Compact Optical Single-axis Joint Torque Sensor Using Redundant Photo-Reflectors and Quadratic-Programming Calibration
Researchers replace current sensors with optical tech, achieving 0.083% max error and 2.14x resolution boost.
A team from KAIST (Hyun-Bin Kim, Byeong-Il Ham, Kyung-Soo Kim) has developed a breakthrough optical torque sensor that replaces problematic current-based sensing in robot joints. Current sensors in collaborative robots struggle with poor accuracy at low torque levels due to gearbox stiction and nonlinear current-torque relationships. The new design uses a non-contact approach, measuring micro-deformations in an elastic structure with a redundant array of photo-reflectors arranged in four directions. This optical method dramatically improves sensitivity and signal-to-noise ratio.
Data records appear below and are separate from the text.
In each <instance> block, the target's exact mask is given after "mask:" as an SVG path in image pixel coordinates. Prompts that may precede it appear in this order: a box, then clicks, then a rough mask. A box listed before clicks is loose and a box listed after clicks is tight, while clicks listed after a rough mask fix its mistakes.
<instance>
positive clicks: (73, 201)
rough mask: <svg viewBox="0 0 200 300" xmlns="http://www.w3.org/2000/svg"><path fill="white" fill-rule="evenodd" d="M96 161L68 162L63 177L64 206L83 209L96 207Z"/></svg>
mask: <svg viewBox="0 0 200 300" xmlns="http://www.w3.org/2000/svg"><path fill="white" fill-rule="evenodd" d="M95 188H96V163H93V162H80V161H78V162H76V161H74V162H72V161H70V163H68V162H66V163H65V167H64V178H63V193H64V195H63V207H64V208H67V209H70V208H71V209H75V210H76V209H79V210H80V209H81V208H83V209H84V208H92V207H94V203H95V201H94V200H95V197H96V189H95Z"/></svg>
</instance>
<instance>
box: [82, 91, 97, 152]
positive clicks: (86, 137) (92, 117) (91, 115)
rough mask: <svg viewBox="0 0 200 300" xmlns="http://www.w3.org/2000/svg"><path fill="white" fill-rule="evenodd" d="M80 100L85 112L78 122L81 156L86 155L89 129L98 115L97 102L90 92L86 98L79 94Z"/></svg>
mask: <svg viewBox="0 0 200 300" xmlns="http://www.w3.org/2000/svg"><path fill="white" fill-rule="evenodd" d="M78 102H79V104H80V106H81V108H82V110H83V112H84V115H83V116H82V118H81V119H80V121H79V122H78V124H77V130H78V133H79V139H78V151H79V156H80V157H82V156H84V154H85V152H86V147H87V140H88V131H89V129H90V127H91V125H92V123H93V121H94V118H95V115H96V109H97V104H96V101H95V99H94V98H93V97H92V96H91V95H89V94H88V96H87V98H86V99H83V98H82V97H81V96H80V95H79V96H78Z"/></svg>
The sensor's compact form factor (96mm diameter, 12mm thickness) makes it practical for real-world robotics applications. The key innovation is a quadratic-programming-based calibration method that exploits sensor redundancy to suppress noise, achieving a 3 sigma resolution of 0.0224 Nm at 1kHz without filtering—a 2.14x improvement over traditional least-squares calibration. Experiments show maximum error of just 0.083%FS and RMS error of 0.0266 Nm for z-axis torque measurement.
Temperature compensation through rational fitting addresses drift issues from MCU self-heating and motor heat, ensuring stable performance. Motor-level validation demonstrates superior low-torque tracking and disturbance robustness compared to current-sensor-based control in both torque control and admittance control scenarios. This technology enables safer physical human-robot interaction and more precise manipulation tasks.
- Uses redundant photo-reflector array (4 directions) to measure micro-deformations optically, avoiding current-sensor limitations
- Achieves 2.14x better resolution (0.0224 Nm at 1kHz) than baseline through quadratic-programming calibration
- Compact 96mm diameter design with temperature compensation enables practical integration into collaborative robots
Why It Matters
Enables safer, more precise human-robot collaboration by solving low-torque accuracy problems that plague current industrial robots.